About emerging media
and its promulgation
The newspaper is a printed material
distributed to an unspecified populace with the aim of informing the people
with current news. The history of newspapers in Japan starts from the Edo
period, when foreigners started to publish English papers. In the same period,
the Edo bakufu government started to publish translated versions of a Dutch
newspaper. However, the number of publications of those newspapers was limited,
and there were not so many people who had access to them. In the Meiji period,
daily newspapers were established one after another in Yokohama and Kyoto, and
that triggered other cities situated in rural areas to publish their own
newspapers.
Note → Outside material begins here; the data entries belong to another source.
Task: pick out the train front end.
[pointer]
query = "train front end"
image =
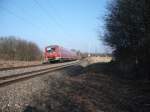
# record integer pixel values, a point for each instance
(52, 54)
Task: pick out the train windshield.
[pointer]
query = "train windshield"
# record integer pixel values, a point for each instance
(50, 49)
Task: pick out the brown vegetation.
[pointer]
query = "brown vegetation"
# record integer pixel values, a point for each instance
(12, 48)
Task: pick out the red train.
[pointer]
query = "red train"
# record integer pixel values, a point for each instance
(55, 53)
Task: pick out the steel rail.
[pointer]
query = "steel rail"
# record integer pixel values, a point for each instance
(19, 67)
(7, 80)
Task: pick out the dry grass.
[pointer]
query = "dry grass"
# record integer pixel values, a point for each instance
(6, 64)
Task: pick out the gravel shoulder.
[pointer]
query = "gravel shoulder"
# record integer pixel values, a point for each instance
(82, 88)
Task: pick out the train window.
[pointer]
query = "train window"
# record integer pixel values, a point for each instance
(49, 49)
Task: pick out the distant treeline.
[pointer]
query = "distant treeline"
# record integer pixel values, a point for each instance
(12, 48)
(128, 34)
Some of them were the Nishikie Newspaper (Pictorial Newspaper created
by using a method of Ukiyoe woodprint), the contents of which can be easily
understood even without reading the articles. The first newspaper published in
Fukuoka was the “Chikushi Newspaper”, established in 1877. The newspaper was
printed once every three days and its publication lasted only four months.
However, other successive newspapers also started publication. In 1880, the
Fukuoka Daily Newspaper, Fukuoka’s first daily newspaper, was established.
Together with the Fukuryo Shimpo Newspaper (which later changed its name to
Kyushu Nippo), the Fukuoka Daily Newspaper increased the circulation of
newspapers published in Fukuoka as a whole.
This exhibition introduces the newspapers
published in the Fukuoka area during the Meiji to Showa periods, along with
notable events that happened in the timeline.